Per MMA Fighting’s Mike Chiappetta, Shane Carwin has no comment at the moment, but plans to make an official statement at a later time. In his report, Chiappetta also notes that a key witness in the case was a Greeley, Colorado doctor named Kenneth Olds. Dr. Olds admitted to writing fraudulent prescriptions as a part of the conspiracy. While it hasn’t been revealed who he wrote the prescriptions for, Shane Carwin is also a Greeley, Colorado resident. Whether that’s one heck of a coincidence or something more remains to be seen. There is no evidence to connect Carwin with Olds at the present time.
Update: MMA Junkie’s John Morgan dug up an old story from the Greeley Tribune dating back to January 26, 2008 that provides background information on Dr. Olds and two other Greeley doctors who were implicated in the “steroid ring” referenced above. The story is a little tough to follow, but it does seem to provide the connection between Olds and Carwin. On the list of the 22 professional athletes named in the case, the doctor/clinic referenced for “S.C.”, who we presume is Shane Carwin, is listed as “Tucker/Branch dba Infinite Health.”
Now according to the story, Family Physicians Dr. Kelly Tucker and Dr. Kenneth Olds were implicated in the “steroid ring” when Dr. Scott Corliss plead guilty to his involvement. The court documents stated that the three doctors worked with Brett Branch, who was not only the owner of Infinite Health, but also a sales rep for Applied Pharmacy Services, the same pharmacy referenced in the report above.

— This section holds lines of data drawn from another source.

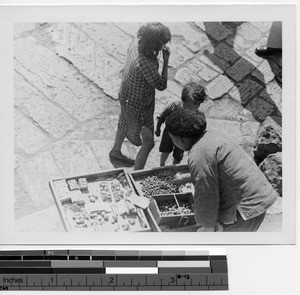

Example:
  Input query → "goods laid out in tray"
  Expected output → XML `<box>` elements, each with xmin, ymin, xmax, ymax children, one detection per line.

<box><xmin>130</xmin><ymin>165</ymin><xmax>194</xmax><ymax>198</ymax></box>
<box><xmin>150</xmin><ymin>193</ymin><xmax>196</xmax><ymax>228</ymax></box>
<box><xmin>50</xmin><ymin>169</ymin><xmax>151</xmax><ymax>232</ymax></box>
<box><xmin>129</xmin><ymin>165</ymin><xmax>196</xmax><ymax>231</ymax></box>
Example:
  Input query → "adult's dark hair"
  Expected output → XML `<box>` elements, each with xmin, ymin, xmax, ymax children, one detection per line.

<box><xmin>166</xmin><ymin>107</ymin><xmax>206</xmax><ymax>138</ymax></box>
<box><xmin>181</xmin><ymin>82</ymin><xmax>206</xmax><ymax>103</ymax></box>
<box><xmin>137</xmin><ymin>22</ymin><xmax>172</xmax><ymax>58</ymax></box>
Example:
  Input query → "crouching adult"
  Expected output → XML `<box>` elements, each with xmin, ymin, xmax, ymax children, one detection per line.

<box><xmin>166</xmin><ymin>108</ymin><xmax>278</xmax><ymax>232</ymax></box>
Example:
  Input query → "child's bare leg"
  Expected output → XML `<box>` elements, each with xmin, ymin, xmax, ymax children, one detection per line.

<box><xmin>160</xmin><ymin>153</ymin><xmax>170</xmax><ymax>166</ymax></box>
<box><xmin>134</xmin><ymin>126</ymin><xmax>154</xmax><ymax>170</ymax></box>
<box><xmin>109</xmin><ymin>128</ymin><xmax>134</xmax><ymax>164</ymax></box>
<box><xmin>173</xmin><ymin>158</ymin><xmax>181</xmax><ymax>165</ymax></box>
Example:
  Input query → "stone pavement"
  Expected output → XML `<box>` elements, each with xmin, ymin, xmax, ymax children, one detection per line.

<box><xmin>14</xmin><ymin>22</ymin><xmax>282</xmax><ymax>231</ymax></box>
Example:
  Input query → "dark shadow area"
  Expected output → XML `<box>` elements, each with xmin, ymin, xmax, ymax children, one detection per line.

<box><xmin>109</xmin><ymin>158</ymin><xmax>134</xmax><ymax>169</ymax></box>
<box><xmin>204</xmin><ymin>22</ymin><xmax>282</xmax><ymax>126</ymax></box>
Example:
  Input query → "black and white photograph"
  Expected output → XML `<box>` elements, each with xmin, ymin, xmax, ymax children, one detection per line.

<box><xmin>0</xmin><ymin>4</ymin><xmax>293</xmax><ymax>245</ymax></box>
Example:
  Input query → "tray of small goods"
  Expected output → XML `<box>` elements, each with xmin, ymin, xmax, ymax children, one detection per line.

<box><xmin>128</xmin><ymin>165</ymin><xmax>198</xmax><ymax>231</ymax></box>
<box><xmin>128</xmin><ymin>165</ymin><xmax>194</xmax><ymax>198</ymax></box>
<box><xmin>149</xmin><ymin>193</ymin><xmax>196</xmax><ymax>229</ymax></box>
<box><xmin>49</xmin><ymin>169</ymin><xmax>151</xmax><ymax>232</ymax></box>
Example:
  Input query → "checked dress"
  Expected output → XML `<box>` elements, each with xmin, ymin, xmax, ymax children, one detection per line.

<box><xmin>118</xmin><ymin>40</ymin><xmax>167</xmax><ymax>146</ymax></box>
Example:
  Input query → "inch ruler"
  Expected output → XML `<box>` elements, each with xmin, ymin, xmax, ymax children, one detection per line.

<box><xmin>0</xmin><ymin>250</ymin><xmax>228</xmax><ymax>291</ymax></box>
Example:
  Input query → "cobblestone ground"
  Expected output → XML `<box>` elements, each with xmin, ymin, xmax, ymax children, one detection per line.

<box><xmin>14</xmin><ymin>22</ymin><xmax>282</xmax><ymax>231</ymax></box>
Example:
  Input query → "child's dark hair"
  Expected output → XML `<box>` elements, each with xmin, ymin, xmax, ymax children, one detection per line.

<box><xmin>166</xmin><ymin>107</ymin><xmax>206</xmax><ymax>138</ymax></box>
<box><xmin>181</xmin><ymin>82</ymin><xmax>206</xmax><ymax>103</ymax></box>
<box><xmin>137</xmin><ymin>22</ymin><xmax>172</xmax><ymax>58</ymax></box>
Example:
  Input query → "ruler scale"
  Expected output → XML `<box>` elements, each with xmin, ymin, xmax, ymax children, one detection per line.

<box><xmin>0</xmin><ymin>250</ymin><xmax>228</xmax><ymax>291</ymax></box>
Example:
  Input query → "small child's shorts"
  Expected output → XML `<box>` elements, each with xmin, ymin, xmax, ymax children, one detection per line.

<box><xmin>159</xmin><ymin>127</ymin><xmax>184</xmax><ymax>162</ymax></box>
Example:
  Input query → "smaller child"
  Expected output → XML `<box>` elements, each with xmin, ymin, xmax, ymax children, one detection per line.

<box><xmin>155</xmin><ymin>82</ymin><xmax>206</xmax><ymax>166</ymax></box>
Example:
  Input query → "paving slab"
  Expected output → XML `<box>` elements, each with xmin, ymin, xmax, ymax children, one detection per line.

<box><xmin>229</xmin><ymin>79</ymin><xmax>263</xmax><ymax>106</ymax></box>
<box><xmin>199</xmin><ymin>54</ymin><xmax>230</xmax><ymax>73</ymax></box>
<box><xmin>214</xmin><ymin>43</ymin><xmax>240</xmax><ymax>65</ymax></box>
<box><xmin>206</xmin><ymin>75</ymin><xmax>234</xmax><ymax>99</ymax></box>
<box><xmin>14</xmin><ymin>110</ymin><xmax>50</xmax><ymax>154</ymax></box>
<box><xmin>244</xmin><ymin>37</ymin><xmax>267</xmax><ymax>66</ymax></box>
<box><xmin>196</xmin><ymin>22</ymin><xmax>232</xmax><ymax>41</ymax></box>
<box><xmin>169</xmin><ymin>40</ymin><xmax>194</xmax><ymax>68</ymax></box>
<box><xmin>204</xmin><ymin>95</ymin><xmax>253</xmax><ymax>121</ymax></box>
<box><xmin>113</xmin><ymin>22</ymin><xmax>144</xmax><ymax>37</ymax></box>
<box><xmin>236</xmin><ymin>22</ymin><xmax>265</xmax><ymax>42</ymax></box>
<box><xmin>24</xmin><ymin>96</ymin><xmax>76</xmax><ymax>138</ymax></box>
<box><xmin>47</xmin><ymin>23</ymin><xmax>123</xmax><ymax>99</ymax></box>
<box><xmin>206</xmin><ymin>118</ymin><xmax>242</xmax><ymax>143</ymax></box>
<box><xmin>247</xmin><ymin>97</ymin><xmax>274</xmax><ymax>122</ymax></box>
<box><xmin>187</xmin><ymin>59</ymin><xmax>219</xmax><ymax>82</ymax></box>
<box><xmin>14</xmin><ymin>205</ymin><xmax>65</xmax><ymax>233</ymax></box>
<box><xmin>259</xmin><ymin>81</ymin><xmax>282</xmax><ymax>116</ymax></box>
<box><xmin>226</xmin><ymin>58</ymin><xmax>255</xmax><ymax>82</ymax></box>
<box><xmin>64</xmin><ymin>114</ymin><xmax>116</xmax><ymax>141</ymax></box>
<box><xmin>13</xmin><ymin>23</ymin><xmax>36</xmax><ymax>38</ymax></box>
<box><xmin>175</xmin><ymin>67</ymin><xmax>200</xmax><ymax>85</ymax></box>
<box><xmin>19</xmin><ymin>152</ymin><xmax>60</xmax><ymax>209</ymax></box>
<box><xmin>167</xmin><ymin>80</ymin><xmax>183</xmax><ymax>97</ymax></box>
<box><xmin>51</xmin><ymin>140</ymin><xmax>100</xmax><ymax>176</ymax></box>
<box><xmin>164</xmin><ymin>22</ymin><xmax>210</xmax><ymax>53</ymax></box>
<box><xmin>252</xmin><ymin>60</ymin><xmax>280</xmax><ymax>84</ymax></box>
<box><xmin>14</xmin><ymin>39</ymin><xmax>104</xmax><ymax>121</ymax></box>
<box><xmin>250</xmin><ymin>22</ymin><xmax>272</xmax><ymax>34</ymax></box>
<box><xmin>75</xmin><ymin>22</ymin><xmax>132</xmax><ymax>63</ymax></box>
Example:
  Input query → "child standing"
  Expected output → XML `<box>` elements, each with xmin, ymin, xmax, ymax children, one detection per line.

<box><xmin>155</xmin><ymin>82</ymin><xmax>206</xmax><ymax>166</ymax></box>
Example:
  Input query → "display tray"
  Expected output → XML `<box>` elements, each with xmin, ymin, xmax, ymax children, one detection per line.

<box><xmin>149</xmin><ymin>193</ymin><xmax>196</xmax><ymax>229</ymax></box>
<box><xmin>49</xmin><ymin>169</ymin><xmax>151</xmax><ymax>232</ymax></box>
<box><xmin>128</xmin><ymin>165</ymin><xmax>194</xmax><ymax>198</ymax></box>
<box><xmin>128</xmin><ymin>165</ymin><xmax>199</xmax><ymax>232</ymax></box>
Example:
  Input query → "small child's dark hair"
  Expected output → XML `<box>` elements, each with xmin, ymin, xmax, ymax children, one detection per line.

<box><xmin>181</xmin><ymin>82</ymin><xmax>206</xmax><ymax>103</ymax></box>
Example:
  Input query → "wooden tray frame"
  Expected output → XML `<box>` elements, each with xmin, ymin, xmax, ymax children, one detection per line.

<box><xmin>128</xmin><ymin>165</ymin><xmax>199</xmax><ymax>232</ymax></box>
<box><xmin>49</xmin><ymin>168</ymin><xmax>152</xmax><ymax>233</ymax></box>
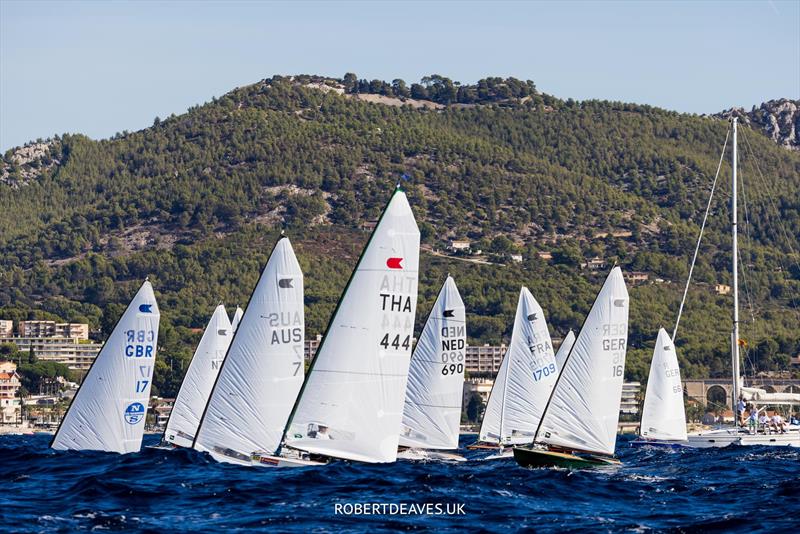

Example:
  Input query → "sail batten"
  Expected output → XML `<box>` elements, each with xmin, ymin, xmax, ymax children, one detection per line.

<box><xmin>164</xmin><ymin>304</ymin><xmax>233</xmax><ymax>447</ymax></box>
<box><xmin>479</xmin><ymin>287</ymin><xmax>558</xmax><ymax>445</ymax></box>
<box><xmin>285</xmin><ymin>189</ymin><xmax>420</xmax><ymax>463</ymax></box>
<box><xmin>51</xmin><ymin>281</ymin><xmax>160</xmax><ymax>454</ymax></box>
<box><xmin>535</xmin><ymin>267</ymin><xmax>628</xmax><ymax>455</ymax></box>
<box><xmin>193</xmin><ymin>237</ymin><xmax>305</xmax><ymax>463</ymax></box>
<box><xmin>400</xmin><ymin>276</ymin><xmax>467</xmax><ymax>449</ymax></box>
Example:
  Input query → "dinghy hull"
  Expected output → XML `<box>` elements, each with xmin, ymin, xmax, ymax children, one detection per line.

<box><xmin>397</xmin><ymin>449</ymin><xmax>467</xmax><ymax>462</ymax></box>
<box><xmin>251</xmin><ymin>456</ymin><xmax>327</xmax><ymax>467</ymax></box>
<box><xmin>631</xmin><ymin>438</ymin><xmax>688</xmax><ymax>449</ymax></box>
<box><xmin>514</xmin><ymin>447</ymin><xmax>621</xmax><ymax>469</ymax></box>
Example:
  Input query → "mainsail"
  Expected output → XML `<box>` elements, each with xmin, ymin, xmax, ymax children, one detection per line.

Court documents stated Branch “recruited customers at various gyms and sports clubs,” and he received a percentage payment from Applied Pharmacy for each of the drugs dispensed to his customers. Branch approached the doctors in March or April 2005, court documents state, and he paid for Corliss and Tucker to attend the American Academy of Anti-Aging Medicine conference in May 2005 in Las Vegas.

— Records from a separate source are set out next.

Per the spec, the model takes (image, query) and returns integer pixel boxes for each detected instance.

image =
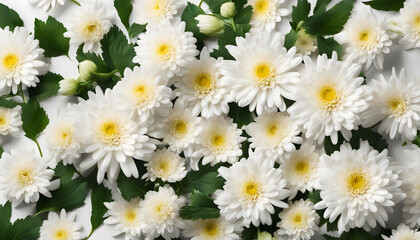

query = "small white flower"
[0,106,22,136]
[0,27,46,93]
[0,149,60,205]
[361,68,420,140]
[39,209,82,240]
[214,153,290,227]
[335,4,392,70]
[142,148,187,182]
[64,0,113,53]
[140,186,185,240]
[133,22,198,79]
[104,196,141,240]
[276,199,319,240]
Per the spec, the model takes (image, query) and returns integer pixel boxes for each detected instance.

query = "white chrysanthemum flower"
[0,27,46,94]
[382,224,420,240]
[64,0,114,53]
[280,141,321,199]
[76,87,156,183]
[140,186,185,240]
[0,149,60,205]
[183,217,242,240]
[400,147,420,228]
[246,112,302,160]
[43,105,82,165]
[361,68,420,140]
[315,141,405,232]
[104,196,141,240]
[220,32,302,114]
[0,106,22,136]
[276,199,319,240]
[192,116,246,166]
[39,209,82,240]
[335,4,392,70]
[174,47,232,118]
[132,0,186,25]
[113,67,172,124]
[133,21,198,78]
[142,148,187,182]
[28,0,64,12]
[287,52,370,144]
[214,153,290,227]
[246,0,290,32]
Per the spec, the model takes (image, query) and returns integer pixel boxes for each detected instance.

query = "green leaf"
[28,72,63,100]
[0,3,23,31]
[21,99,50,141]
[90,184,112,232]
[284,29,298,50]
[363,0,405,12]
[179,165,225,194]
[179,190,220,220]
[317,36,343,58]
[181,2,207,41]
[304,0,355,36]
[114,0,133,30]
[290,0,311,30]
[101,26,136,75]
[36,177,87,212]
[128,23,147,38]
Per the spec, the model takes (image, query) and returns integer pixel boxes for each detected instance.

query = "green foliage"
[21,99,50,141]
[28,72,63,100]
[0,3,23,31]
[179,190,220,220]
[35,16,70,57]
[363,0,405,12]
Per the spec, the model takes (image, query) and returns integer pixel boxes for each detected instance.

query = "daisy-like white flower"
[0,149,60,205]
[400,147,420,228]
[361,68,420,140]
[335,4,392,70]
[214,153,290,227]
[104,196,141,240]
[0,106,22,136]
[183,217,242,240]
[43,105,82,165]
[246,112,302,160]
[382,224,420,240]
[39,209,82,240]
[246,0,290,32]
[220,32,302,114]
[193,116,246,166]
[133,0,186,25]
[76,87,156,183]
[64,0,114,53]
[113,67,172,124]
[142,148,187,182]
[174,47,232,118]
[133,21,198,78]
[287,52,370,144]
[315,141,405,233]
[28,0,64,12]
[140,186,185,240]
[276,199,319,240]
[0,27,46,93]
[280,141,321,199]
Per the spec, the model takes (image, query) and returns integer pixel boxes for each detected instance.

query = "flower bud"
[58,78,79,96]
[195,15,224,37]
[220,2,236,18]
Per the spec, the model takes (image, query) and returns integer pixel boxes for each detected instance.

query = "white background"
[0,0,420,240]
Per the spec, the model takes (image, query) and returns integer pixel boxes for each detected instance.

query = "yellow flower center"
[3,53,19,71]
[347,172,369,196]
[193,73,215,94]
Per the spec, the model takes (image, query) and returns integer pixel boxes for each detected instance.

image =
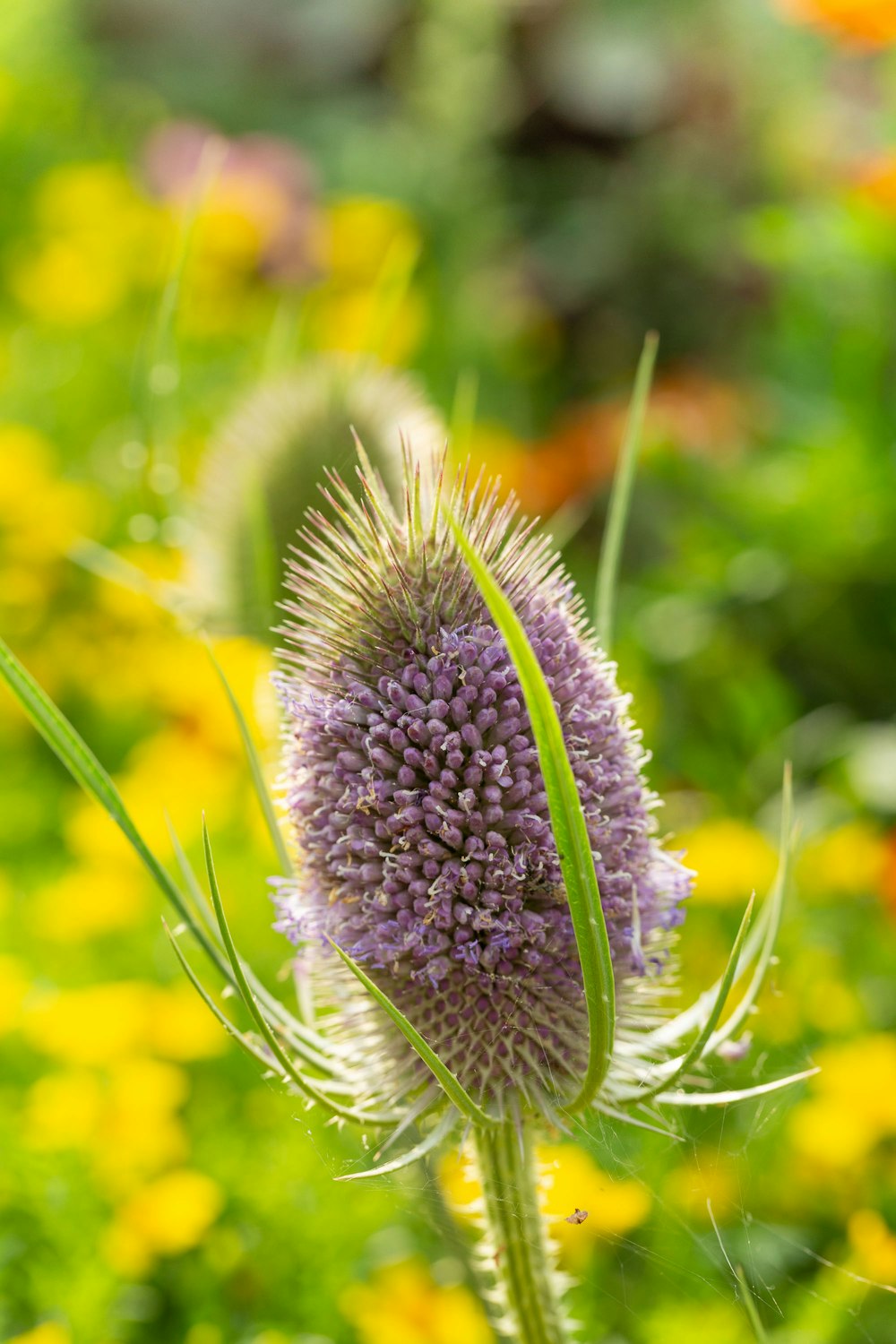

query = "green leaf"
[0,640,231,980]
[449,518,616,1110]
[336,1110,457,1182]
[205,640,293,878]
[328,938,495,1125]
[202,817,401,1125]
[594,332,659,653]
[735,1265,769,1344]
[632,894,756,1105]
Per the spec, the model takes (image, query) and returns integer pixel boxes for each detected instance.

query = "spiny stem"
[473,1121,568,1344]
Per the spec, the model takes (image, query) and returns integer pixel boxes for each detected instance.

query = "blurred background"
[0,0,896,1344]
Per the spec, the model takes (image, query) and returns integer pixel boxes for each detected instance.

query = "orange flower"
[778,0,896,47]
[855,153,896,215]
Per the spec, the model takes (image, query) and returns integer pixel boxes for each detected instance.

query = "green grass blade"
[449,519,616,1110]
[205,640,293,878]
[594,332,659,653]
[162,919,286,1069]
[0,640,231,980]
[202,817,401,1125]
[735,1265,769,1344]
[328,938,495,1125]
[633,894,756,1105]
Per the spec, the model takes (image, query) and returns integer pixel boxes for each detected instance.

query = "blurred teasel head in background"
[186,355,446,642]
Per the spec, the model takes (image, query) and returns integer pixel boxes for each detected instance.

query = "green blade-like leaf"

Court documents stated Branch, who is not a doctor, would fax pre-printed prescription orders to Drs. Olds, Tucker and Corliss, along with his customers’ blood test results. The customers would then see the doctors, who would then sign the prescription orders, court documents state. The prescriptions were for steroids such as Trenbolone, a bovine/equine steroid not approved for human use, and Human Growth Hormone. Court documents stated Branch would pay the doctors $100 for each prescription.
In September 2005, Branch asked Corliss and Tucker to become part owners of Infinite Health, an offer that only Tucker accepted, court documents state. A month later, court documents state, Corliss read an article that stated the growth hormone he and the others had been prescribing was illegal and brought it to Branch’s and Tucker’s attention. Court documents state that Tucker and Branch replied, “Because the physicians saw the patients and reviewed their blood work, the practice was legal.”
Corliss’ participation decreased then, but court documents state when Tucker became sick in February 2006, Branch asked Corliss to see patients normally referred to Tucker. Corliss agreed, court records state, detailing 11 incidents in which Corliss prescribed illegal steroids from February 2006 to May 9, 2006.
I personally find it hard to believe, but it seems Dr. Corliss wasn’t even aware that was involved in any illegal activity, but eventually figured it out he after speaking to DEA agents in Sept. 2006. He turned himself in to the Greeley Medical Clinic and the Colorado Board of Medical Examiners shortly thereafter.
Carwin was not mentioned in this particular report, but it does seemingly refer to the same trio of doctors, the same clinic and the same time period listed beside his presumed initials in the court documents.